Split Scale: Scaling Bitcoin by Partitioning the UTXO Space

James Ovenden
Primalbase
8 min readApr 5, 2019

--

This is a transcript of Kazım Rıfat Özyılmaz’s presentation at Master Workshop: Layer 1 solutions, which took place at Primalbase AMS.

On-chain scaling is easy, right? If we make Bitcoin blocks one gigabyte then we have no problem - you almost catch the transaction throughput of Visa. But we all know that that’s not the case. We have to keep the network decentralised. Furthermore, the bandwidth requirements of running a full Bitcoin node is actually a bit high.

Bitcoin has 400 kilobits per second upload. You need to have at least 700 kb per second in total bandwidth to achieve a maximum of seven transactions per second. To achieve 2000 transactions per second, we have to have 200 megabits per second connections. This is very high. So will the future of full node be in the data centre?

It is the same story when it comes to storage. Bitcoin is at 190 gigabyte right now and growing over one gigabyte per week. If we consider full cyclic blocks, it’s going to increase four gigabytes bytes per week. It’s also going to require a lot of storage in the future.

So is there hope?

Split-Scale

We want to create multiple blocks in the same block interval for Bitcoin by creating multiple sub chains. We are going to introduce another chain called Eigenchain, which keeps track of the sub-chain headers and we are also going to introduce a new type of Bitcoin node, called half nodes. These enable a user to track a sub chain and a Eigenchain, instead of getting all the blockchain block messages.

In order to do that we have to look a bit deep into UTXOs.

Bitcoin transactions consist of inputs and outputs. In order to make a transaction you have to reference a previously sent money, previously sent transaction to you. Currently, there are 57 million UTXOs and a good amount of them are dust right now.

Basically this (above) is the implementation. There are three classes and the most important class in my opinion is the CtxOut, which is the transaction output and the most important part there is script pop key which defines where we are sending our money.

These are the most widely used two types of script pop key. These are the scripts and pop key hash you see is basically your address, and the script hash is also a hash of your script. These two types of script pop keys make up 90% of the total Bitcoin transactions. So after that pre-knowledge is there hope?

To solve this, we divide the UTXO set by calculating the hash of the script pop key. If you have one address and you got a lot of transactions sent to that specific address, all the hash values of that of these transaction outputs will be the same. So we calculate hash values for all the unspent transactions and then we are going to divide them.

Dividing Chains

There are a couple of strategies to divide these UTXO hashes. You can start by accumulating the amount of Bitcoin and if you reach the half of the Bitcoin in circulation then you may say that this is the threshold. Before that will be the Bitcoin number 1 and after that will be the Bitcoin number 2.

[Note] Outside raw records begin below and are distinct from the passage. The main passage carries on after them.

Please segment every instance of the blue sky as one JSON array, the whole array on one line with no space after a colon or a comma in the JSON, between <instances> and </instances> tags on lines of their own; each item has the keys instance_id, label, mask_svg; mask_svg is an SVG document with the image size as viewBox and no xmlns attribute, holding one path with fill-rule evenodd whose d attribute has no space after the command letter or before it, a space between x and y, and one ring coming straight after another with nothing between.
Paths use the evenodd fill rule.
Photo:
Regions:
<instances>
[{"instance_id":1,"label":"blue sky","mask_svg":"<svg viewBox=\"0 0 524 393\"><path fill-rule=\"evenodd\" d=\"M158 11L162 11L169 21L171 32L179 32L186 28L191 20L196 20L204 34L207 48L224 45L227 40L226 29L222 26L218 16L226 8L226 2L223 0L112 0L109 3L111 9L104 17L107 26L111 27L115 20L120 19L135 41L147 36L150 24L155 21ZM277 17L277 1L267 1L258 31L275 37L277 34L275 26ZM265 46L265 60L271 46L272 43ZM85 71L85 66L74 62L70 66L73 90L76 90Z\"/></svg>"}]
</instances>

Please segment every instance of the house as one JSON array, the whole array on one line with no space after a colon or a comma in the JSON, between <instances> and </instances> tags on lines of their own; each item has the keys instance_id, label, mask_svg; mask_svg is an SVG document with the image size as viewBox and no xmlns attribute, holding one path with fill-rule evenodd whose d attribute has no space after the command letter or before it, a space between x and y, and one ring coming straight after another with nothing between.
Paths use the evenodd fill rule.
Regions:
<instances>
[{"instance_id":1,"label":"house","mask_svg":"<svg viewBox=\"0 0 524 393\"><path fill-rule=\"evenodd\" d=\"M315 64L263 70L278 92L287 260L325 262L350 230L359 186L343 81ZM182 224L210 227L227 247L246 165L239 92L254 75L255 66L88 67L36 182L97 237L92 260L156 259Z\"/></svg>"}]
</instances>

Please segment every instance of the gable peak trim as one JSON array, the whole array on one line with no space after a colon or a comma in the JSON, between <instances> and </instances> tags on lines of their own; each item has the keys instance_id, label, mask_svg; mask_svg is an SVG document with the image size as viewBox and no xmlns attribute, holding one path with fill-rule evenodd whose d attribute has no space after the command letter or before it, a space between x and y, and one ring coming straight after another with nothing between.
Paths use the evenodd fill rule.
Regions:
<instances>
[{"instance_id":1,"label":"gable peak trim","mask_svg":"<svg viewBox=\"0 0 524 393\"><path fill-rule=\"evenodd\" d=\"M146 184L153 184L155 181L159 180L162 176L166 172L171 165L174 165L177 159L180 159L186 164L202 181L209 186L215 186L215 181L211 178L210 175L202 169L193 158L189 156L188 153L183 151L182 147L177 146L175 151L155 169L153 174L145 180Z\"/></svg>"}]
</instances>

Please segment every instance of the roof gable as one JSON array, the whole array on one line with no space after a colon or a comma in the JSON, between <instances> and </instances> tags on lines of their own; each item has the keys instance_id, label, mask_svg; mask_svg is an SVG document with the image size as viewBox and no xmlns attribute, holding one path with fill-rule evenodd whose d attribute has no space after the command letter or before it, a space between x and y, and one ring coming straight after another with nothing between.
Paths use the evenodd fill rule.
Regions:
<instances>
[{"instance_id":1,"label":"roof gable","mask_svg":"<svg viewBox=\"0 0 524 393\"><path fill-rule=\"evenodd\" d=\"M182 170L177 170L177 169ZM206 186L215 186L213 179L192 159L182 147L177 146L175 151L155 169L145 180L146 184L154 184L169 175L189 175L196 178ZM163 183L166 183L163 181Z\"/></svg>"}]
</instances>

We are effectively dividing the spendable money into two separate groups and by doing that we are actually dividing the chain state DB which is the actual database that Bitcoin implementation uses to keep track of UTXOs. We are also dividing mempool, which is the pool of transactions that nodes receive. So every sub-chain will accept only a subset of UTXOs, on a subset of transactions and we effectively have chain state 1 DB, chain state 2 DB and mempool 1 and mempool 2. Throughput will be increased because in one block interval now you are able to create multiple blocks and they will not clash with each other, they don’t have to query anything to each other because UTXOs are already separated. So you have an account subchains effectively also. No cross subchain transaction possible — we are going to revisit that. Let’s say that it is now.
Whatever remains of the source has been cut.